It’s been said before that you have to create your own opportunities in life as well as in business. On the surface it sounds great, maybe even inspirational, but what does it really mean? How do you do it?
There are a lot of different case studies as well as inspirational stories from a wide range of successful entrepreneurs and businessmen. One that is certainly worth a closer look it is speaker, author, and humor engineer Andrew Tarvin.
Tarvin’s company is called Humor That Works and its primary mission is to help people incorporate a healthy dose of humor into the workplace to help employees become less stressed, happier when they are on the job, and ultimately more productive. Over the years he has worked with over 25,000 people spanning over 250 organizations. Some of the more notable ones include Procter & Gamble, GE, ESPN, Microsoft, and Pepsi as well as the United States Navy, and the International Association of Canine Professionals.
Some of his other programs include Leading On Your Feet, The art and science of leadership through improvisation. Mastering Communications which takes a close look at how to communicate any message to anyone.
Before starting Humor That Works Tarvin worked at Procter & Gamble where he managed large, million-dollar projects. At that same time, he was also working to hone his craft as a comedian. To date he has performed over a thousand shows in every state in the U.S. as well as on the international stage. His style often employs classic mechanics of comedy “If this is true, then what else is true – Is a technique used in comedy to build bridges to other ideas,” Tarvin explained.
Tarvin is also the author of the best-selling book, Humor That Words: 501 Ways to Beat Stress, Increase Productivity, and Have Fun at Work. His book has been featured in Forbes, and The Wall Street Journal, as well as Fast Company.

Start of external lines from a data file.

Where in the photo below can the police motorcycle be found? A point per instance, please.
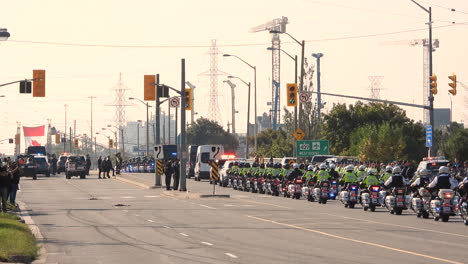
(321, 192)
(349, 196)
(443, 205)
(421, 201)
(462, 207)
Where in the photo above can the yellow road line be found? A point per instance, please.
(356, 241)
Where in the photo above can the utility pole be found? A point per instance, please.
(183, 147)
(91, 97)
(319, 98)
(65, 130)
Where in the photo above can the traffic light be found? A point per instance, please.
(25, 87)
(38, 83)
(188, 99)
(433, 84)
(453, 84)
(291, 94)
(150, 88)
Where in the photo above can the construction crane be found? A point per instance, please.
(278, 26)
(425, 44)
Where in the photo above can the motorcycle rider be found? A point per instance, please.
(349, 177)
(322, 174)
(334, 175)
(422, 180)
(369, 180)
(387, 174)
(442, 181)
(396, 180)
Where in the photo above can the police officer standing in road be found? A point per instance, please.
(168, 172)
(176, 173)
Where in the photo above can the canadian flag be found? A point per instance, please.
(34, 136)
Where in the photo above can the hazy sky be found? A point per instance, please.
(341, 29)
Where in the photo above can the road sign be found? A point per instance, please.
(428, 136)
(299, 134)
(214, 171)
(158, 152)
(304, 97)
(309, 148)
(174, 102)
(216, 152)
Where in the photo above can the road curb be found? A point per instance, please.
(35, 231)
(139, 184)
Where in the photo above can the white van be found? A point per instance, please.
(202, 167)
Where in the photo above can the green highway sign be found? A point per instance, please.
(309, 148)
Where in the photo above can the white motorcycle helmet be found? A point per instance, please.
(423, 172)
(444, 170)
(388, 168)
(396, 170)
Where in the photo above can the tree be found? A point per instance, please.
(207, 132)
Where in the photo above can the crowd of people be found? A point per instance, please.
(9, 183)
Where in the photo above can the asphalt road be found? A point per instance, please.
(81, 223)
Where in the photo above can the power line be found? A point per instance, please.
(226, 45)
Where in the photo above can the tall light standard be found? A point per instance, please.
(4, 34)
(295, 81)
(319, 97)
(248, 115)
(301, 84)
(431, 96)
(147, 123)
(192, 112)
(233, 106)
(255, 95)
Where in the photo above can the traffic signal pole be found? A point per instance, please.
(183, 148)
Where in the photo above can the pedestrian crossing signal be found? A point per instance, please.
(291, 91)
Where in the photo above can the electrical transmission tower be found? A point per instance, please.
(213, 109)
(120, 103)
(375, 86)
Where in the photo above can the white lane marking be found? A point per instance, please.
(401, 226)
(209, 207)
(354, 240)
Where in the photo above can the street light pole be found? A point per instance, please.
(255, 96)
(431, 96)
(319, 98)
(248, 115)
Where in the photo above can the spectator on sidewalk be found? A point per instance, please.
(5, 181)
(168, 170)
(15, 178)
(176, 173)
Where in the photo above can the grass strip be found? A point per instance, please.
(16, 240)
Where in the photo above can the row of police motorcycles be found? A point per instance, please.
(440, 204)
(138, 165)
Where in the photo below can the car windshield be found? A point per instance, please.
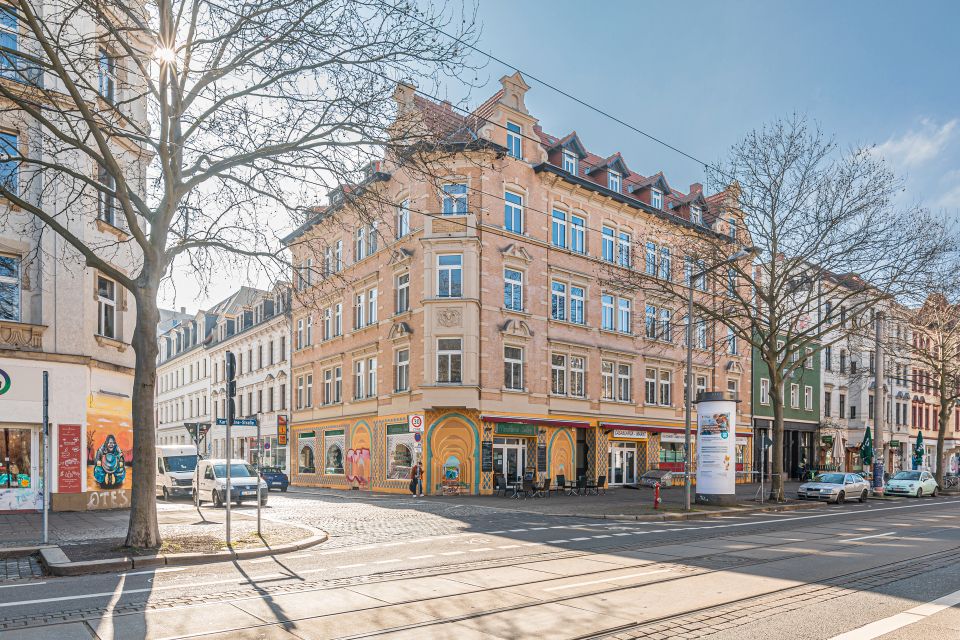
(237, 470)
(907, 475)
(180, 463)
(831, 478)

In September of 2017 he published a new book titled The United States of Laughter: One comedian’s journey through all 50 states. In it he chronicles his self-imposed challenge to speak or perform in every state of the union.
He only carried only two bags with him on his epic cross-country adventure. Over the course of the next year he would perform at over 250 events and travel well over 92,000 miles. Along the way he met people of every stripe and inclination, finding many common threads amongst them especially the love of laughter.
When he first set out from New York City his entire journey was not fully mapped out and he didn’t even necessarily have a show booked in every state. He knew that he wanted to reach Juneau, Alaska while the weather was still warm, and hoped to end up in Hawaii, in February to escape a little bit of the winter’s cold.
Before setting out he wrote up a basic checklist to help keep him grounded. “I think crossing things off a checklist gives you a sense of accomplishment along the way,” Tarvin added.
Tarvin had traveled a lot for business in the past. So, he was no stranger when it came to getting from point A to point B without too much stress or hassle. Yet he also notes that this was the first time in his life that he ever lived a truly nomadic existence.
In the past when he traveled for business he didn’t always get to experience what a place really had to offer. Sometimes it was little more than going from the airport to the hotel, to the venue and back to the airport. He wanted to rectify this during his nomadic adventure. “I wanted to try to get to know more about different places, eat and get to know a little something each new place.” This included meals at famous truck stops as well as the opportunities to tour some of the our most majestic National Parks.
While he was traveling he would spend his downtime searching the internet for opportunities to speak or perform. Some were quite a challenge pushing him beyond his usual performance boundaries such as giving a poetry reading in Miami, Florida, and simply tracking down an open-mic opportunity in rural South Dakota.
In general, for every ten leads he would put out, he would average around one to two responses “One of the beauties of it that I’ve found particularly with stand up and improve as well as things like networking, is that if you throw out enough numbers you tend to only remember the ones who say Yes instead of focusing on the ones who said No,” Tarvin explained.
This was particularly true when he was trying to generate speaking and performance opportunities in Alaska. “I knew I wanted to go to Alaska before it got super cold,” Tarvin said. “I picked Juneau because I wanted to go to the Mendenhall Glacier. I just emailed a bunch of places. In Alaska it turned out that everyone said Yes!”
Tarvin would go on to spend four days in the area around Juneau, Alaska performing great shows, eating good food and going on some amazing hikes. “In the book the chapter on Alaska is about my first time seeing a bear in the wild,” Tarvin said.
For Tarvin the year-long trip was a great opportunity to soak in rich experiences. “I can tell you my favorite experience in every state, but I can’t say which is my favorite state,” Tarvin noted.
Tarvin further reflected on how the experience impacted him. “I would say that I’m a better person for the trip. Not a different person. I learned a lot about how to connect with different people.”
Even though his first performance adventure is over, Tarvin does not intend to sit on his laurels. Like any successful entrepreneur he understands that setting a new goal feeds the passion for future success. “I’d like to perform on all seven continents, and after that then I think I’d like to perform in 50 different countries.”
Tarvin’s experience and his nomadic adventure to perform in all 50-states might not be for everyone. Yet it sets a bright example of what can be accomplished when you set an overarching goal, rich with milestones and the opportunity to break out of your comfort zone while broadening your horizons.